Woman, soldier, of the Hazara ethnicity: the Afghan Setara Joya, 25, brings together several attributes that made her a preferred target of the Taliban.
As a result, she lost her father, murdered for not revealing his daughter’s location to fighters from the fundamentalist group who accosted him when he was traveling from the capital, Kabul, to Jaghori – one of the strongholds of the Hazara people, historically persecuted by the Taliban.
Also because of this, Setara ended up leaving the country to live in São Paulo with his uncles and three cousins. Before leaving, he burned his uniform, boots, photos and documents and deleted all social media.
Today, the ex-military woman helps out at the family restaurant, Koh i Baba, probably the only one in Brazil specializing in Afghan food. The small property in the Liberdade neighborhood, with a few tables on the ground floor, also serves as a home for the six adults of the family on the second floor.
Space is tight and life is a struggle, but she doesn’t complain. Her uncle, Sorab Kokhan, 65, who has lived in São Paulo since 2011 and served as an interpreter in the interview, says Brazil is “a paradise” compared to what Afghanistan has become for the Hazaras.
Setara defines the current phase with the phrase he used to describe the relief when getting off the plane at Guarulhos airport: “All the darkness is behind us”.

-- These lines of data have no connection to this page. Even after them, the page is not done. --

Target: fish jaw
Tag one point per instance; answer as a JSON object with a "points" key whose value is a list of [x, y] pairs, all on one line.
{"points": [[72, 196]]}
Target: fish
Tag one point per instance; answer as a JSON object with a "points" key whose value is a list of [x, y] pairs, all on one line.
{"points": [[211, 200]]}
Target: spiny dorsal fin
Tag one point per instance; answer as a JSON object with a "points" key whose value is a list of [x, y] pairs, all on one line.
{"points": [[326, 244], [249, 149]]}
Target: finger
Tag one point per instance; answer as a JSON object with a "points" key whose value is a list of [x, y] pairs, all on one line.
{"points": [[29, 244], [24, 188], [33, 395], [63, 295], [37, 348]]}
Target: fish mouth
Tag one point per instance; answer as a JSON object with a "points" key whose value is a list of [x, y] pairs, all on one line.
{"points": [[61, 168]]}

Setara is the second in a series of three interviewees who told their stories to Sheet a year after the Taliban returned to rule the country. They are Afghans who have lived most of their lives with access to some basic rights —going to school, walking the streets and working — and who have seen all of this disappear overnight.
We did not expect the Afghan military to be defeated so quickly. I was so sad, so disappointed. I was respected, I served in the Army. Where did all this go? My country was destroyed.
The Taliban don’t like women in the military. My father was on his way back from Kabul to our region, Jaghori, and was stopped by them: “Where is your daughter? Why did you let her enter the military service? It’s sacrilege.” And then they killed him.
I had to hide, I was too afraid that they would kill me too. I spent three months indoors with other women. I only went out to shop, wearing a burqa. I burned my military uniforms, my documents, my boots. I knew they could come and search everything at any time.
Then my uncle called me and said that we should flee to Pakistan. I went out with my cousins ​​on a three-day trip, wearing a tightly closed scarf. We smuggled across the border, but my cousin and I were caught and returned to the other side. We sneaked again, at night, under a fence, and we made it. My cousin got caught too. He spent ten days in prison.
The part of the border was the most difficult moment, because we knew that we were between life and death and we were not sure of anything: if we would cross to the other side, if we would reach the Brazilian embassy, ​​if we would get a visa. It was very distressing.
And we didn’t feel safe in Pakistan either, because when the police find Afghans who are there illegally, they return them to Afghanistan. And they can beat you, extort, kill. You are always tense.
The Pakistanis bothered us enough to leave Islamabad. They always look for an excuse that you don’t have this, you don’t have that [documentos]. The Brazilian embassy interfered and we were able to board.
When I got on the plane, I was finally able to breathe calmly, because I knew that all that suffering was over. We were going to a good place. Darkness was left behind.
Now I’m free, working with my uncle, learning. Here people have respect for women. No, women are always at the bottom, you can’t do anything because they won’t let you go out, work. I miss my mother, but not all the suffering of Afghanistan. When I remember everything I went through, I get sad, but at the same time I know that I have to forget the past because life goes on.